Cara Lai is a meditation teacher in the Meditation tradition.
Lai teaches classical insight practice, mindfulness of breath, body, feeling tone, and mental states, in language that's been deliberately stripped of jargon. She's particularly attentive to mental health themes and to the ways practice can be co-opted by perfectionism and self-criticism, two patterns she's clear about working with rather than around. Her teaching often pairs sitting with embodied work, gentle movement, and a steady undercurrent of metta. She has a strong artist's instinct for image and metaphor, and her talks frequently turn on a small story or an unexpected analogy that reframes a stuck place in practice. She's not afraid of humor and uses it generously, both because she's funny and because lightness opens students up in ways earnestness can't. The clinical background informs how she handles harder material, trauma, anxiety, the ways depression closes the world down, and she's careful to point students toward additional support when meditation alone isn't the right tool. Across her work runs a steady, no-nonsense warmth and a refusal to dress up dharma in self-important language.
Cara Lai is an Insight Meditation teacher based in the western United States, formerly a wilderness therapist and visual artist before turning more fully to dharma teaching. Her Dharma Seed archive runs to about three dozen talks across nineteen retreats, and she publishes additional teaching, online courses, and a substantial body of dharma art at caralai.org. She's part of a generation of younger Insight teachers who came up through Spirit Rock's training programs and who've built reputations through both retreat teaching and a strong online presence. Her work brings together classical insight practice, embodied mindfulness, and a creative, often funny voice that translates Buddhist material into language that lands with students who might otherwise be put off by formal dharma. She works extensively with practitioners around mental health, especially anxiety and depression, drawing on her clinical background. She's also active on social media, where her short-form dharma writing and illustration reaches an audience well beyond traditional retreat communities. Students often describe her teaching as warm, irreverent, and unpretentious, with the kind of humor that doesn't undercut depth but actually clears space for it. She continues to teach widely at insight centers in the US and through her own online platform.

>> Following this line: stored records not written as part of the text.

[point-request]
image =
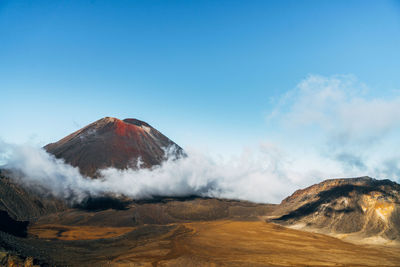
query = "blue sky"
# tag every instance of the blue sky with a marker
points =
(205, 73)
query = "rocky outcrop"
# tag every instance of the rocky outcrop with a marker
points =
(365, 206)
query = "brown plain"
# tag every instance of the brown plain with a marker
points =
(230, 243)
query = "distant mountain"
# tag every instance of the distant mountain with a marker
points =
(363, 206)
(110, 142)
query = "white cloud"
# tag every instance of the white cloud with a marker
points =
(354, 133)
(345, 122)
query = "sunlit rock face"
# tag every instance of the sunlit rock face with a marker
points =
(110, 142)
(368, 207)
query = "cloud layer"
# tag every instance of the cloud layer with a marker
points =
(328, 127)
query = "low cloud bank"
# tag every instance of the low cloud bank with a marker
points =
(327, 127)
(258, 176)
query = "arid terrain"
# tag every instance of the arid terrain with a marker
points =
(338, 222)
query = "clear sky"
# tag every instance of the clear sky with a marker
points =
(205, 73)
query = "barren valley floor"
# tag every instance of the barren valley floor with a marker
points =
(210, 243)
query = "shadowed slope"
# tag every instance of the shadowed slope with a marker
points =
(362, 206)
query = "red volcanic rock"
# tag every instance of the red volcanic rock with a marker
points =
(110, 142)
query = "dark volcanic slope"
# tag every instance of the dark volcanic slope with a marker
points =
(22, 204)
(368, 207)
(110, 142)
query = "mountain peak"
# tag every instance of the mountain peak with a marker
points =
(111, 142)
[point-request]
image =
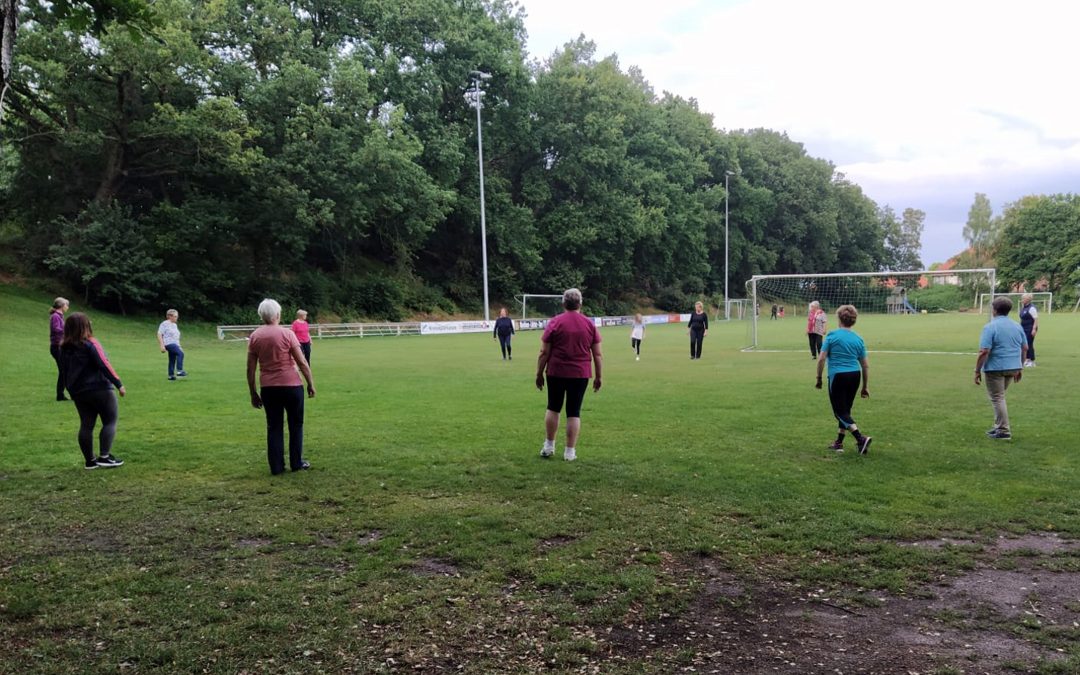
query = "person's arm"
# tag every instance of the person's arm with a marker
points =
(980, 362)
(305, 368)
(597, 361)
(253, 362)
(542, 363)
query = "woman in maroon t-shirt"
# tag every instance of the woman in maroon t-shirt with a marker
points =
(569, 348)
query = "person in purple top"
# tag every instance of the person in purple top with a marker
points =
(569, 349)
(55, 337)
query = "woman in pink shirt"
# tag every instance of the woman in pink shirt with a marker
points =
(569, 348)
(275, 352)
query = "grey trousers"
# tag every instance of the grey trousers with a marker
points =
(997, 382)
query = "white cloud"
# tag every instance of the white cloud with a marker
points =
(922, 103)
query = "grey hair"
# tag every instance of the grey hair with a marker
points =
(269, 310)
(571, 298)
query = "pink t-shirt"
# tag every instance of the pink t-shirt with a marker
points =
(301, 331)
(571, 336)
(273, 346)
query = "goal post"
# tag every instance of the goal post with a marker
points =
(1042, 300)
(780, 305)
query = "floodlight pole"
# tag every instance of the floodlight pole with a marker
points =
(727, 203)
(475, 99)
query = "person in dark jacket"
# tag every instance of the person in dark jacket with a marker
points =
(55, 336)
(503, 328)
(90, 380)
(698, 329)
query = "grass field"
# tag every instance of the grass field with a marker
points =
(431, 537)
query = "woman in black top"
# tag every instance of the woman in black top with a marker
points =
(90, 379)
(503, 328)
(699, 328)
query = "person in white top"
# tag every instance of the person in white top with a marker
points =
(636, 335)
(169, 340)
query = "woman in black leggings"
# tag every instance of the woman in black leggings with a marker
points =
(90, 379)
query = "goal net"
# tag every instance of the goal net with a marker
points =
(1042, 301)
(934, 311)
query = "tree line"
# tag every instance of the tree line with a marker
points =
(322, 151)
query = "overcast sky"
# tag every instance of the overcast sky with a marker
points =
(922, 103)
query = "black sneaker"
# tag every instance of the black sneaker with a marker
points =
(864, 445)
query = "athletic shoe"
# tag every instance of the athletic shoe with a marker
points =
(864, 445)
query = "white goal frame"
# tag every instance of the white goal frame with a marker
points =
(752, 285)
(1044, 296)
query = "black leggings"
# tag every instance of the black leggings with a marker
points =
(697, 337)
(570, 388)
(842, 388)
(92, 405)
(55, 351)
(278, 401)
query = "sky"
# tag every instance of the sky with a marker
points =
(921, 103)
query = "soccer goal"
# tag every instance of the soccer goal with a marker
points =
(539, 306)
(932, 311)
(1042, 300)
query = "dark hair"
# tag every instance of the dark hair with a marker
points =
(1001, 306)
(847, 315)
(77, 329)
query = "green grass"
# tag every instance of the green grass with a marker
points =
(430, 528)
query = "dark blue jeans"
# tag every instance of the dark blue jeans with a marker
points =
(175, 359)
(278, 402)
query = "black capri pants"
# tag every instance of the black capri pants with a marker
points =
(842, 388)
(572, 389)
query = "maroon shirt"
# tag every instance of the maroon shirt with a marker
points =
(571, 336)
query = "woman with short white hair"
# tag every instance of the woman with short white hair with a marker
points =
(275, 352)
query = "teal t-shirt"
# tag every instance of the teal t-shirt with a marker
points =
(1006, 340)
(844, 350)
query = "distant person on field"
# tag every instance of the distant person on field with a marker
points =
(169, 340)
(636, 335)
(817, 321)
(1002, 349)
(698, 327)
(302, 332)
(275, 352)
(55, 337)
(1029, 321)
(90, 379)
(846, 354)
(569, 349)
(503, 331)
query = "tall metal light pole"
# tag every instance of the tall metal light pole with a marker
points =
(475, 97)
(727, 203)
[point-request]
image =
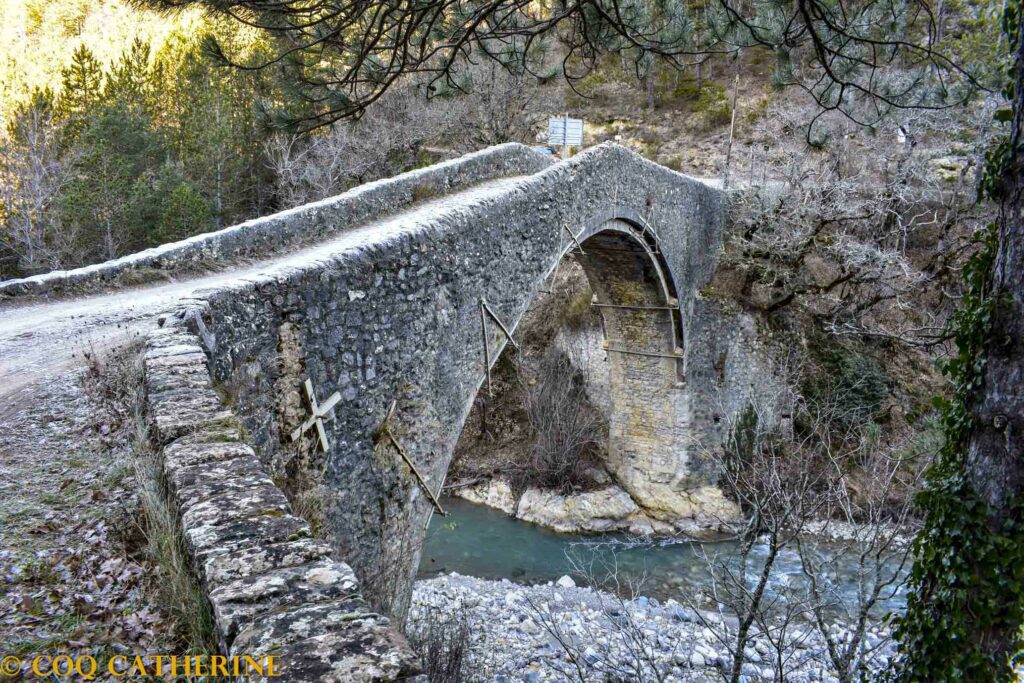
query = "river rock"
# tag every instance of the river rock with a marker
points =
(496, 494)
(594, 511)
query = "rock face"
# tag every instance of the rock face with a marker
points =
(495, 494)
(607, 509)
(603, 510)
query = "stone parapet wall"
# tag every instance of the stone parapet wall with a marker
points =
(273, 588)
(261, 237)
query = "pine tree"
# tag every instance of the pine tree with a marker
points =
(81, 88)
(130, 80)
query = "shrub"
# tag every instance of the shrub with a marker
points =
(713, 105)
(441, 642)
(566, 430)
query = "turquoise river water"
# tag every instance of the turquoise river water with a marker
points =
(478, 541)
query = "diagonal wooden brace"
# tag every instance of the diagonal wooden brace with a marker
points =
(385, 432)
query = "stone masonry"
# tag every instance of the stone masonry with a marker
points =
(393, 317)
(273, 588)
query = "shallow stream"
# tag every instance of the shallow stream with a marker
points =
(478, 541)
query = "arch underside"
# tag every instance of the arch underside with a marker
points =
(635, 294)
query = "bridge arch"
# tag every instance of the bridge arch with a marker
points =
(635, 294)
(391, 315)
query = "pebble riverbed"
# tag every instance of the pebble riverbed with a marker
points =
(515, 631)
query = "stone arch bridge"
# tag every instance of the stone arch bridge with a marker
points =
(390, 300)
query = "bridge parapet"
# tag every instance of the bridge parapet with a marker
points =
(287, 229)
(273, 588)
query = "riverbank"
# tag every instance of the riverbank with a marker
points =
(559, 632)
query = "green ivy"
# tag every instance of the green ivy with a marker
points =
(967, 584)
(968, 578)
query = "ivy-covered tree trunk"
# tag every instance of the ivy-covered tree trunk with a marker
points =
(966, 605)
(995, 437)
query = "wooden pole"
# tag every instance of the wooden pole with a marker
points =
(732, 127)
(486, 345)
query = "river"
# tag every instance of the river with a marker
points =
(478, 541)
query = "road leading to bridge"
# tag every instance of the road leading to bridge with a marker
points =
(49, 338)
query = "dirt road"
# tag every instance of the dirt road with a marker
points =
(48, 339)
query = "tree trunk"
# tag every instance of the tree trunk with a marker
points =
(995, 456)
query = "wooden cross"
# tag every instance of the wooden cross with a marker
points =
(318, 413)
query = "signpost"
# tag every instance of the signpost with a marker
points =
(566, 132)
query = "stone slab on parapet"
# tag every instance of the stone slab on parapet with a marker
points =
(180, 455)
(330, 657)
(238, 604)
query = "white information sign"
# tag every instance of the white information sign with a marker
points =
(565, 131)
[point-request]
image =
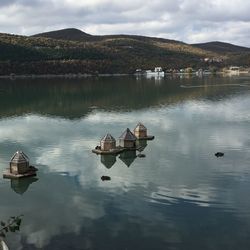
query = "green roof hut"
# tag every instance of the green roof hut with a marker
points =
(19, 163)
(108, 143)
(127, 139)
(140, 131)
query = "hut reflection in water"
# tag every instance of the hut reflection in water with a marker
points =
(21, 185)
(108, 160)
(128, 157)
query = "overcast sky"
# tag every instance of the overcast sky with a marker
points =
(191, 21)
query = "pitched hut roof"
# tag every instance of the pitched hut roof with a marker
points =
(140, 127)
(19, 157)
(128, 135)
(108, 137)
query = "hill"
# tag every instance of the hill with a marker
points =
(73, 51)
(220, 47)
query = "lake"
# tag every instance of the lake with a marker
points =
(180, 196)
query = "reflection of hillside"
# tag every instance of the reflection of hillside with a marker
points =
(20, 186)
(74, 98)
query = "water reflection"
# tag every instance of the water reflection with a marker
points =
(128, 157)
(108, 160)
(76, 98)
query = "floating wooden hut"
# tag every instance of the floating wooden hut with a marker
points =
(127, 140)
(19, 166)
(108, 143)
(140, 131)
(19, 163)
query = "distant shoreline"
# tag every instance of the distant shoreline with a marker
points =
(51, 76)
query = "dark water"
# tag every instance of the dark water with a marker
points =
(179, 197)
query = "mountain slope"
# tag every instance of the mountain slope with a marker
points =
(221, 47)
(73, 51)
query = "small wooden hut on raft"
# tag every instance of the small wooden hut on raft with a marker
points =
(127, 139)
(140, 131)
(19, 167)
(108, 142)
(19, 163)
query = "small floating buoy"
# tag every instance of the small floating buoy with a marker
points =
(141, 155)
(105, 178)
(219, 154)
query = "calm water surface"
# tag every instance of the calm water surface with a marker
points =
(179, 197)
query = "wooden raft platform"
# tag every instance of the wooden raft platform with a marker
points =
(111, 152)
(8, 175)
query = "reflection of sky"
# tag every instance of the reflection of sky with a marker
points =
(180, 177)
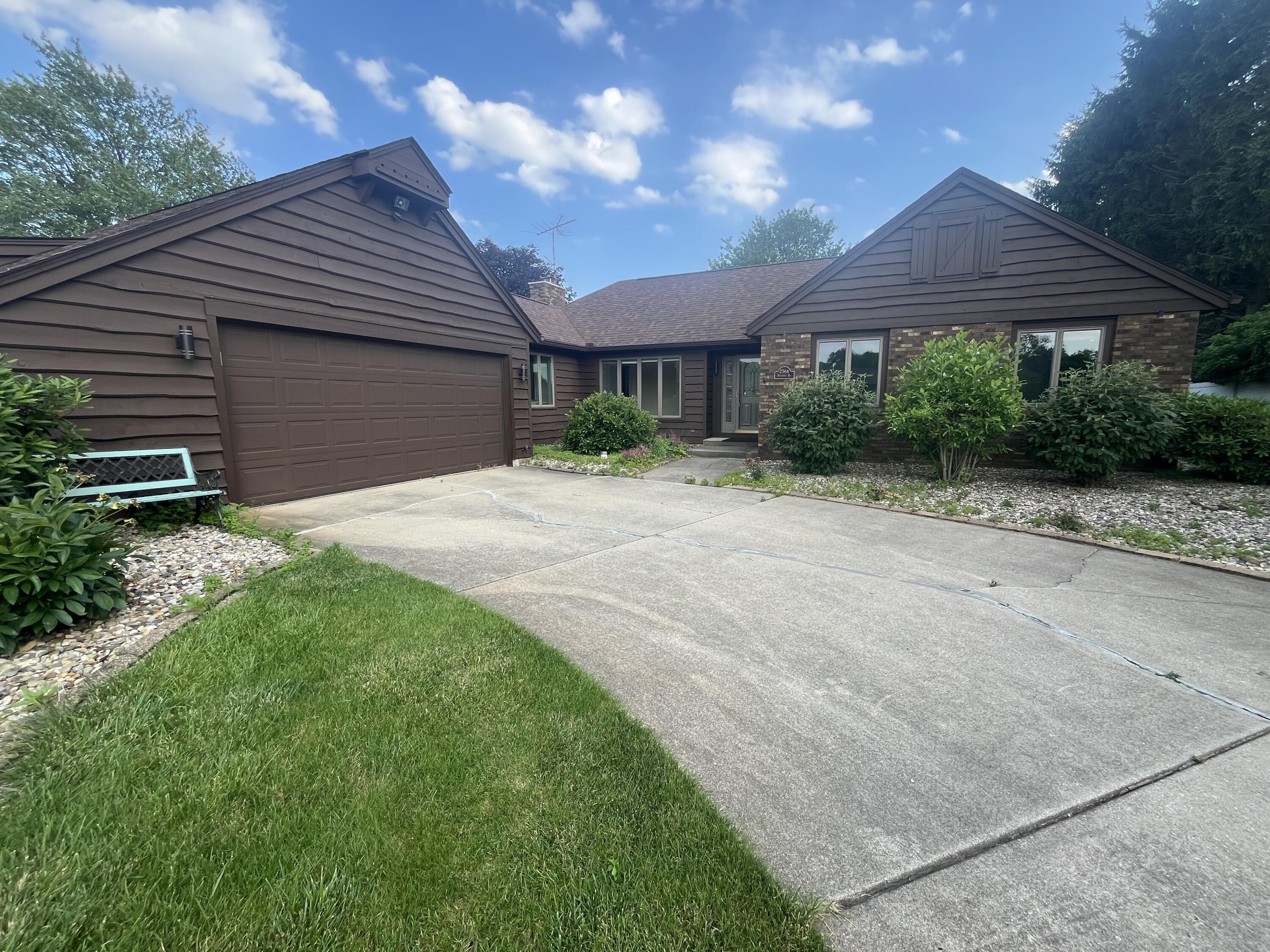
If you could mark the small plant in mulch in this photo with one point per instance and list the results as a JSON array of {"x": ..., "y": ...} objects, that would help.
[{"x": 1067, "y": 521}]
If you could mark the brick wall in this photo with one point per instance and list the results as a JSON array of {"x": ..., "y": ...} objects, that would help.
[
  {"x": 779, "y": 351},
  {"x": 1165, "y": 341},
  {"x": 907, "y": 343}
]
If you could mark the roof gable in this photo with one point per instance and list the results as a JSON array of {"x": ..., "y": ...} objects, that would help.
[
  {"x": 910, "y": 235},
  {"x": 115, "y": 243}
]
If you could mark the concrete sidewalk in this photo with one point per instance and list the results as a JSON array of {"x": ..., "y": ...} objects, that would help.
[{"x": 875, "y": 697}]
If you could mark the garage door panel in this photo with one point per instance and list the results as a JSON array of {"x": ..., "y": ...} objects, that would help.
[{"x": 290, "y": 395}]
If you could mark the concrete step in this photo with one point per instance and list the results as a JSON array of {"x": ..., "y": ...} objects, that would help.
[{"x": 731, "y": 451}]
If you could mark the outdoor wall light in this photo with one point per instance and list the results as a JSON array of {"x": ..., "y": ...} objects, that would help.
[{"x": 186, "y": 341}]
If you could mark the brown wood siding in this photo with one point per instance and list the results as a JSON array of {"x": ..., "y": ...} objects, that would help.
[
  {"x": 1041, "y": 275},
  {"x": 690, "y": 426},
  {"x": 322, "y": 253},
  {"x": 576, "y": 379}
]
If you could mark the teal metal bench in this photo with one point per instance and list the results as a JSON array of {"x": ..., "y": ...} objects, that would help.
[{"x": 135, "y": 476}]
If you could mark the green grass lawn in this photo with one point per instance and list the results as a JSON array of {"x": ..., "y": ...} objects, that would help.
[{"x": 347, "y": 758}]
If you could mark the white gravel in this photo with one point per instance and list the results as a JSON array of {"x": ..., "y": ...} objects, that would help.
[
  {"x": 179, "y": 565},
  {"x": 1223, "y": 522}
]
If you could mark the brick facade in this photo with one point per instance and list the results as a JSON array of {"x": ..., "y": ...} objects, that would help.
[
  {"x": 907, "y": 343},
  {"x": 1165, "y": 341}
]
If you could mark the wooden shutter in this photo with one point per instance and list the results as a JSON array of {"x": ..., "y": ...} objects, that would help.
[
  {"x": 920, "y": 268},
  {"x": 957, "y": 247},
  {"x": 990, "y": 253}
]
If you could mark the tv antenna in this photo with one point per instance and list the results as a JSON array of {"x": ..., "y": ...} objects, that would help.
[{"x": 554, "y": 228}]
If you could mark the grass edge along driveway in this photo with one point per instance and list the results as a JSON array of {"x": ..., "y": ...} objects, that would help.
[{"x": 348, "y": 758}]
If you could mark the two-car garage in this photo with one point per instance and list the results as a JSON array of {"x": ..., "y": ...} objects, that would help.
[
  {"x": 324, "y": 330},
  {"x": 318, "y": 413}
]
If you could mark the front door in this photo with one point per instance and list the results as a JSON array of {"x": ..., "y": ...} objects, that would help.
[{"x": 740, "y": 395}]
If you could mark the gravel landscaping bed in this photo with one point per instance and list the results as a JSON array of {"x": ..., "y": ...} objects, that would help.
[
  {"x": 1223, "y": 522},
  {"x": 158, "y": 589}
]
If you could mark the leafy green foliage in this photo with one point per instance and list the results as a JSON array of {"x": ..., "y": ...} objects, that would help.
[
  {"x": 59, "y": 563},
  {"x": 793, "y": 235},
  {"x": 606, "y": 423},
  {"x": 1240, "y": 355},
  {"x": 958, "y": 402},
  {"x": 1174, "y": 160},
  {"x": 1099, "y": 421},
  {"x": 822, "y": 423},
  {"x": 516, "y": 266},
  {"x": 1225, "y": 437},
  {"x": 82, "y": 148},
  {"x": 33, "y": 428}
]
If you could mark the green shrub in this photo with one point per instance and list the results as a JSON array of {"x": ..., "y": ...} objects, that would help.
[
  {"x": 1225, "y": 437},
  {"x": 59, "y": 563},
  {"x": 33, "y": 431},
  {"x": 1239, "y": 355},
  {"x": 1102, "y": 419},
  {"x": 822, "y": 423},
  {"x": 958, "y": 402},
  {"x": 606, "y": 423}
]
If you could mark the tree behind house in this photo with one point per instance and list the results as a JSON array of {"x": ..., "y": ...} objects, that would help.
[
  {"x": 82, "y": 148},
  {"x": 1174, "y": 160},
  {"x": 793, "y": 235},
  {"x": 516, "y": 266}
]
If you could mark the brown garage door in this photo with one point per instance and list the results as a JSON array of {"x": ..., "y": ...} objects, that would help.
[{"x": 317, "y": 413}]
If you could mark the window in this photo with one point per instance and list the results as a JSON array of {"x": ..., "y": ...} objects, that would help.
[
  {"x": 1044, "y": 356},
  {"x": 856, "y": 357},
  {"x": 541, "y": 381},
  {"x": 654, "y": 382}
]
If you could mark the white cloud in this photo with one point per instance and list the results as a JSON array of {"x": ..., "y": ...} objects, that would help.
[
  {"x": 489, "y": 131},
  {"x": 376, "y": 77},
  {"x": 798, "y": 101},
  {"x": 618, "y": 112},
  {"x": 737, "y": 171},
  {"x": 879, "y": 51},
  {"x": 583, "y": 19},
  {"x": 228, "y": 55},
  {"x": 641, "y": 195}
]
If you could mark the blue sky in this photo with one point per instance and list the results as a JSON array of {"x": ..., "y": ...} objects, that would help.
[{"x": 660, "y": 126}]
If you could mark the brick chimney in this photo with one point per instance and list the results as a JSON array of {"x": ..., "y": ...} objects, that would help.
[{"x": 548, "y": 292}]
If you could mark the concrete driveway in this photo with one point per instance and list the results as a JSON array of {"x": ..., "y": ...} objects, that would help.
[{"x": 964, "y": 738}]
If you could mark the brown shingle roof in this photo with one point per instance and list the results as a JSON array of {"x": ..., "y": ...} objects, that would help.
[
  {"x": 675, "y": 309},
  {"x": 552, "y": 322}
]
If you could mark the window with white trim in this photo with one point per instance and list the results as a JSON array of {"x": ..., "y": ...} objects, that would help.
[
  {"x": 541, "y": 380},
  {"x": 1047, "y": 353},
  {"x": 656, "y": 382},
  {"x": 855, "y": 357}
]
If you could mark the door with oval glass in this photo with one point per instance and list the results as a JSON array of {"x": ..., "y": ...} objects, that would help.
[{"x": 740, "y": 394}]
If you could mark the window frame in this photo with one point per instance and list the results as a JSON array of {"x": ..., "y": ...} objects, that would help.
[
  {"x": 848, "y": 339},
  {"x": 1058, "y": 329},
  {"x": 639, "y": 380},
  {"x": 536, "y": 362}
]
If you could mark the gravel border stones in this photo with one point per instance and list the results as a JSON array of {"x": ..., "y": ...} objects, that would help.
[{"x": 74, "y": 659}]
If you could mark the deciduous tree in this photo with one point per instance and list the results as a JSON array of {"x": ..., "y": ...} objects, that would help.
[{"x": 82, "y": 148}]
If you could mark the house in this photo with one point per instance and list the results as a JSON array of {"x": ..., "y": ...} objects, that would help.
[{"x": 333, "y": 328}]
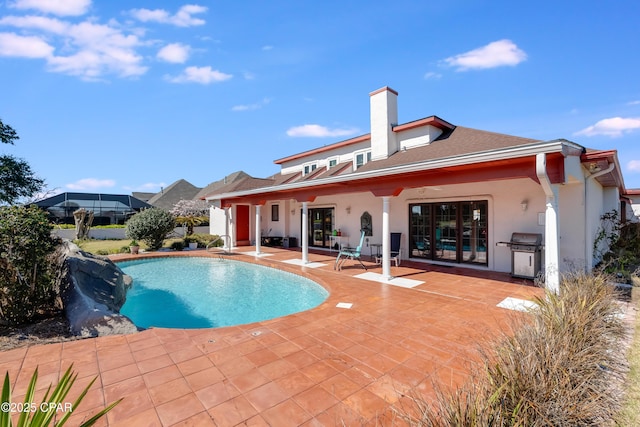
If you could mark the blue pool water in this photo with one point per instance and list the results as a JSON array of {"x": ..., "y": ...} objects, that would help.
[{"x": 205, "y": 292}]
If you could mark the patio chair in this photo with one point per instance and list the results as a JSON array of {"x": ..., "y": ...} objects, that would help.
[
  {"x": 353, "y": 253},
  {"x": 396, "y": 250}
]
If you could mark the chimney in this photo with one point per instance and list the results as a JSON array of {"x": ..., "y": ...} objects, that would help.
[{"x": 384, "y": 115}]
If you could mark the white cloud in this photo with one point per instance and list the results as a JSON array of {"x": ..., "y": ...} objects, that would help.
[
  {"x": 176, "y": 53},
  {"x": 496, "y": 54},
  {"x": 182, "y": 18},
  {"x": 634, "y": 165},
  {"x": 90, "y": 184},
  {"x": 41, "y": 23},
  {"x": 91, "y": 50},
  {"x": 202, "y": 75},
  {"x": 12, "y": 44},
  {"x": 55, "y": 7},
  {"x": 317, "y": 131},
  {"x": 149, "y": 187},
  {"x": 249, "y": 107},
  {"x": 613, "y": 127}
]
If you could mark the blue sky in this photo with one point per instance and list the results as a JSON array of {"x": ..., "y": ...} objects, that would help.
[{"x": 116, "y": 97}]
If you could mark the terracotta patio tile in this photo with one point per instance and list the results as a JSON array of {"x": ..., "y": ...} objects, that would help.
[
  {"x": 123, "y": 388},
  {"x": 340, "y": 386},
  {"x": 294, "y": 383},
  {"x": 276, "y": 369},
  {"x": 154, "y": 363},
  {"x": 179, "y": 409},
  {"x": 146, "y": 418},
  {"x": 131, "y": 404},
  {"x": 366, "y": 403},
  {"x": 287, "y": 413},
  {"x": 186, "y": 351},
  {"x": 248, "y": 380},
  {"x": 169, "y": 391},
  {"x": 148, "y": 352},
  {"x": 113, "y": 376},
  {"x": 203, "y": 378},
  {"x": 237, "y": 366},
  {"x": 232, "y": 412},
  {"x": 216, "y": 393},
  {"x": 315, "y": 400},
  {"x": 266, "y": 396},
  {"x": 161, "y": 376},
  {"x": 194, "y": 365},
  {"x": 201, "y": 419},
  {"x": 262, "y": 357},
  {"x": 300, "y": 359}
]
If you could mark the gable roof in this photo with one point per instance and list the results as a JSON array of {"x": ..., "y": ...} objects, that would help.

Lai trained as an Insight Meditation teacher through Spirit Rock and the broader IMS network. Her practice draws on the Western lay-teacher form of vipassana descended from the founding teachers of those centers. She's also worked extensively as a wilderness therapist and visual artist, and both backgrounds shape her teaching voice. She's a layperson and teaches independently as well as through retreat centers.
Retreats with Lai tend to follow the standard insight format with extra room for embodied practice, creative reflection, and humor. Talks are short and pointed rather than long and discursive. She'll often offer guided practices that include movement, drawing, or writing alongside formal sitting, particularly on her own non-IMS retreats. The tone is warm, casual, and direct, with serious dharma underneath the lightness. Lai's online courses tend to attract students who can't easily attend retreat and who appreciate her willingness to address the more awkward stretches of practice, the periods of dryness, the days when sitting feels like a chore. She treats those stretches as honest dharma material rather than evidence that students are doing something wrong, and that frankness is part of what makes her work usable across long stretches of ordinary life.